本当に嬉しそうなお顔でした。「品質・コスト・納期から解放されたんです」とおっしゃるTさんは、自動車部品メーカーの重役さんです。退職することになり、私としては、「お疲れ様」のご挨拶をしようとお会いしました。
自動車部品メーカーの使命は品質・コスト・納期と言ってもよいくらいで、当事者のTさんは、それこそ気の休まる日は無かったのでしょう、退職してから打ち込もうという趣味の世界のお話になった時、満面の笑みでそう言われたのでした。
ご承知のように、わが国の自動車メーカーが、世界一にもなろうとしている背景には、このような協力部品メーカーの下支えの努力がありました。自動車メーカーの要求は、ひたすら品質・コスト・納期です。確かに、それは大事なことで、競争を勝ち抜くためには、そのいずれも譲る訳にはいきません。しかし、その大事を守るために、どれだけの(大げさに言えば)Tさんのような方々のご苦労があったのか、改めて考えてしまいました。
苦労とは、単に部品メーカー企業としての負担や労苦を指しているのではありません。私が言いたいのは、Tさんのように生真面目で律儀な方々の精神的なご苦労です。
企業は、利益を追求するのが目的ですから、どんなに苦労があっても、継続している間はハッピーであると言えましょう。しかし、入社以来、神経をすり減らし続けたTさんのような方々に対して、退職後、ものづくりの経験を生かした「次の活躍の場」は、殆ど無いのが現状です。
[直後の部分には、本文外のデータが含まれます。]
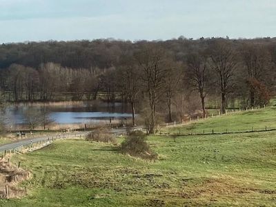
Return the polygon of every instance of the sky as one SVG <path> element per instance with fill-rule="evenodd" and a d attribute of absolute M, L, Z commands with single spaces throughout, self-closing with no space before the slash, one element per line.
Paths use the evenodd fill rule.
<path fill-rule="evenodd" d="M 0 0 L 0 43 L 276 36 L 275 0 Z"/>

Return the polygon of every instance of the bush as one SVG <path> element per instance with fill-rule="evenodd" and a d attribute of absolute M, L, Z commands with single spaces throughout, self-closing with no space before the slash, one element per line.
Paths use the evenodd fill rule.
<path fill-rule="evenodd" d="M 122 153 L 146 159 L 153 159 L 157 155 L 152 152 L 146 142 L 146 136 L 141 131 L 133 132 L 121 144 Z"/>
<path fill-rule="evenodd" d="M 97 128 L 89 133 L 86 138 L 86 141 L 116 144 L 116 139 L 107 128 Z"/>

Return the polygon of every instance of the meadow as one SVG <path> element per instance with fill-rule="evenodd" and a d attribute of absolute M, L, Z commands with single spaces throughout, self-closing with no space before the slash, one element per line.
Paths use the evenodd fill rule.
<path fill-rule="evenodd" d="M 206 128 L 215 126 L 214 121 L 237 128 L 243 119 L 246 126 L 248 122 L 274 126 L 275 114 L 271 119 L 268 115 L 275 110 L 234 115 L 233 122 L 224 120 L 230 119 L 229 115 L 204 123 Z M 28 195 L 0 200 L 0 206 L 273 206 L 276 203 L 276 132 L 175 139 L 150 136 L 148 141 L 159 155 L 155 161 L 122 155 L 118 146 L 81 139 L 58 141 L 42 150 L 14 155 L 12 161 L 21 161 L 21 167 L 31 172 L 32 179 L 21 184 Z"/>
<path fill-rule="evenodd" d="M 188 122 L 176 127 L 165 127 L 161 132 L 172 134 L 233 132 L 276 129 L 276 107 L 228 113 Z"/>

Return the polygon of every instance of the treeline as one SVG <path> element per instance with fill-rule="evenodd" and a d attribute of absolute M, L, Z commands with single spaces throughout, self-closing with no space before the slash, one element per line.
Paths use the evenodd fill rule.
<path fill-rule="evenodd" d="M 168 121 L 199 108 L 205 116 L 208 97 L 220 99 L 222 113 L 237 98 L 239 107 L 266 104 L 275 91 L 276 39 L 3 44 L 0 67 L 1 88 L 14 101 L 49 101 L 55 92 L 92 99 L 104 92 L 110 101 L 130 103 L 153 132 L 164 112 Z"/>

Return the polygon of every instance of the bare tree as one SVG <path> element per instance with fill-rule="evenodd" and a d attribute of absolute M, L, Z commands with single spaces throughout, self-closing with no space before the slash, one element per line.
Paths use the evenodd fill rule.
<path fill-rule="evenodd" d="M 168 68 L 168 72 L 164 79 L 164 88 L 168 111 L 168 121 L 172 122 L 172 99 L 179 90 L 179 84 L 183 77 L 182 72 L 181 72 L 182 66 L 179 63 L 176 63 L 171 58 L 168 58 L 166 60 L 165 64 L 165 67 Z"/>
<path fill-rule="evenodd" d="M 208 59 L 203 54 L 190 54 L 187 60 L 186 76 L 193 89 L 198 91 L 201 101 L 203 117 L 205 117 L 205 98 L 207 95 L 206 82 L 208 74 Z"/>
<path fill-rule="evenodd" d="M 271 55 L 263 46 L 246 44 L 244 46 L 242 57 L 247 72 L 250 104 L 254 107 L 258 90 L 256 83 L 259 82 L 259 84 L 264 84 L 262 83 L 263 79 L 269 73 L 271 68 Z"/>
<path fill-rule="evenodd" d="M 132 126 L 135 126 L 136 125 L 136 104 L 138 94 L 140 92 L 139 88 L 140 79 L 139 68 L 132 57 L 124 56 L 122 60 L 122 66 L 119 69 L 119 77 L 121 79 L 121 81 L 119 82 L 119 85 L 131 106 Z"/>
<path fill-rule="evenodd" d="M 135 54 L 135 58 L 141 68 L 141 80 L 148 94 L 150 109 L 149 132 L 155 133 L 156 106 L 164 92 L 164 80 L 168 74 L 165 66 L 166 58 L 164 50 L 155 44 L 148 44 Z"/>
<path fill-rule="evenodd" d="M 233 86 L 233 75 L 237 67 L 235 52 L 230 43 L 216 41 L 211 48 L 210 66 L 217 75 L 221 97 L 221 113 L 226 113 L 226 96 Z"/>

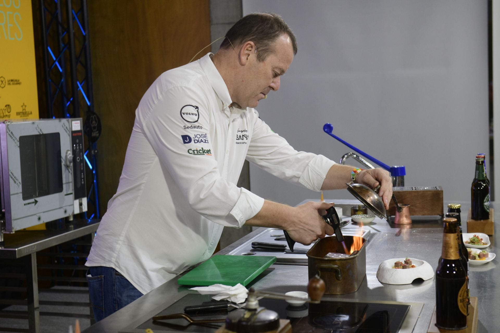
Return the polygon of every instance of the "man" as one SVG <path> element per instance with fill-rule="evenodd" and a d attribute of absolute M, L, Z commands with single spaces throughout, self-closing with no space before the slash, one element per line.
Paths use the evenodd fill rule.
<path fill-rule="evenodd" d="M 246 158 L 315 191 L 345 188 L 354 177 L 380 182 L 388 207 L 386 171 L 298 152 L 258 117 L 254 108 L 278 90 L 296 51 L 280 16 L 251 14 L 216 53 L 164 73 L 144 94 L 86 264 L 96 320 L 208 258 L 224 226 L 279 228 L 306 245 L 333 234 L 318 213 L 329 204 L 291 207 L 237 187 Z"/>

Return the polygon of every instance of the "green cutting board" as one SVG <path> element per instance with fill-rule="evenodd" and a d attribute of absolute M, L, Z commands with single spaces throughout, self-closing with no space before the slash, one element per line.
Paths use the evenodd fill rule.
<path fill-rule="evenodd" d="M 276 261 L 276 257 L 214 256 L 177 281 L 180 285 L 211 286 L 220 283 L 246 286 Z"/>

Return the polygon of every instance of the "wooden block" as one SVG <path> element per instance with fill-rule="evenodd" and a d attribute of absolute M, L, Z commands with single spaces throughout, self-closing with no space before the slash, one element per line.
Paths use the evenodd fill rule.
<path fill-rule="evenodd" d="M 450 330 L 438 329 L 436 324 L 436 307 L 434 306 L 432 319 L 427 333 L 477 333 L 478 332 L 478 298 L 471 297 L 469 305 L 469 315 L 467 316 L 467 328 L 464 330 Z"/>
<path fill-rule="evenodd" d="M 490 219 L 476 221 L 472 220 L 472 209 L 469 209 L 468 215 L 467 216 L 467 232 L 482 233 L 488 236 L 492 236 L 494 234 L 494 223 L 493 208 L 490 209 Z"/>
<path fill-rule="evenodd" d="M 443 216 L 442 188 L 440 186 L 394 187 L 394 189 L 398 203 L 410 205 L 410 215 Z M 392 200 L 389 203 L 387 213 L 390 216 L 396 214 L 396 206 Z"/>

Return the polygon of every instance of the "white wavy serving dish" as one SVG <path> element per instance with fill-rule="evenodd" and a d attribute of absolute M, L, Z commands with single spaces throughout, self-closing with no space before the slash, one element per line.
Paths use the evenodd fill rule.
<path fill-rule="evenodd" d="M 416 279 L 425 281 L 434 277 L 434 270 L 424 260 L 410 258 L 414 268 L 392 268 L 396 261 L 404 262 L 404 258 L 394 258 L 382 261 L 378 266 L 376 272 L 376 278 L 382 283 L 389 285 L 408 285 L 413 282 Z"/>
<path fill-rule="evenodd" d="M 375 218 L 376 217 L 375 215 L 372 215 L 370 214 L 358 214 L 356 215 L 352 215 L 350 217 L 351 220 L 355 222 L 362 223 L 368 223 L 370 222 L 372 222 Z"/>
<path fill-rule="evenodd" d="M 476 251 L 472 251 L 472 253 L 474 253 Z M 477 251 L 479 253 L 480 251 Z M 469 264 L 470 265 L 482 265 L 483 264 L 486 264 L 486 263 L 489 263 L 492 260 L 495 259 L 495 257 L 496 256 L 494 253 L 492 252 L 488 252 L 488 258 L 486 258 L 484 260 L 472 260 L 472 259 L 469 259 Z"/>
<path fill-rule="evenodd" d="M 474 235 L 479 236 L 480 238 L 482 238 L 482 241 L 488 244 L 486 245 L 472 245 L 472 244 L 468 244 L 466 243 L 466 242 L 468 240 L 469 238 Z M 488 235 L 482 233 L 464 233 L 462 234 L 462 238 L 464 239 L 464 243 L 466 246 L 471 249 L 484 249 L 490 246 L 490 244 L 491 244 L 490 242 L 490 237 L 488 237 Z"/>

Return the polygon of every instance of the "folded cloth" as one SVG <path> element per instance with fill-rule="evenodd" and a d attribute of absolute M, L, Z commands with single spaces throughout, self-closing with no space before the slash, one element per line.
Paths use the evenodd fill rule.
<path fill-rule="evenodd" d="M 208 287 L 196 287 L 190 290 L 197 291 L 202 295 L 216 294 L 212 297 L 216 301 L 227 300 L 237 304 L 245 301 L 248 292 L 246 288 L 240 283 L 234 287 L 218 284 Z"/>

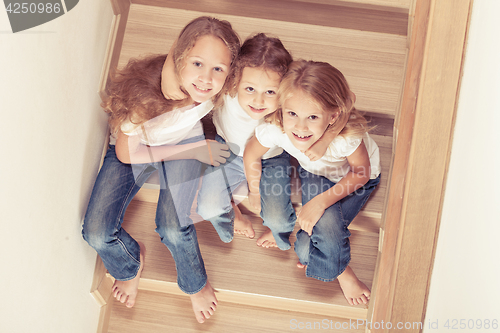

品質・コスト・納期という重圧に耐え、文字通り身もココロも捧げ続けた挙句、多くの方が、ひっそりと現役から退くだけではあまりにも淋しいと思うのです。幸い、Tさんは趣味をお持ちで、これからは現役時代には出来なかったことを思う存分やると張り切っていますが、それはむしろ特別なケースで、大多数の方々が退職後、せみの抜け殻のようになってしまうのではないかと思うと残念でなりませんし、第一、もったいないではありませんか。
Tさんの素晴らしい笑顔は、現役時代が如何に辛かったかという裏返しです。私は、わが国のものづくりを支えた方々に報いる為にも、そのような方々の為の「ご苦労様を言う場」と、「経験を生かす第二の職場」が必要であると痛感いたしました。具体的に何が必要なのか、大いに議論しなければいけませんが、いずれにしても品質・コスト・納期を問わない、特に、コストを気にしないものづくりの場を提供することが肝心です。
ベテラン技術者が、現役時代とは違って伸び伸びとしたものづくりをした時、案外、それが新しい産業になるのかもしれません。
それにしても、Tさん、本当に長い間お疲れ様でした。有難うございました。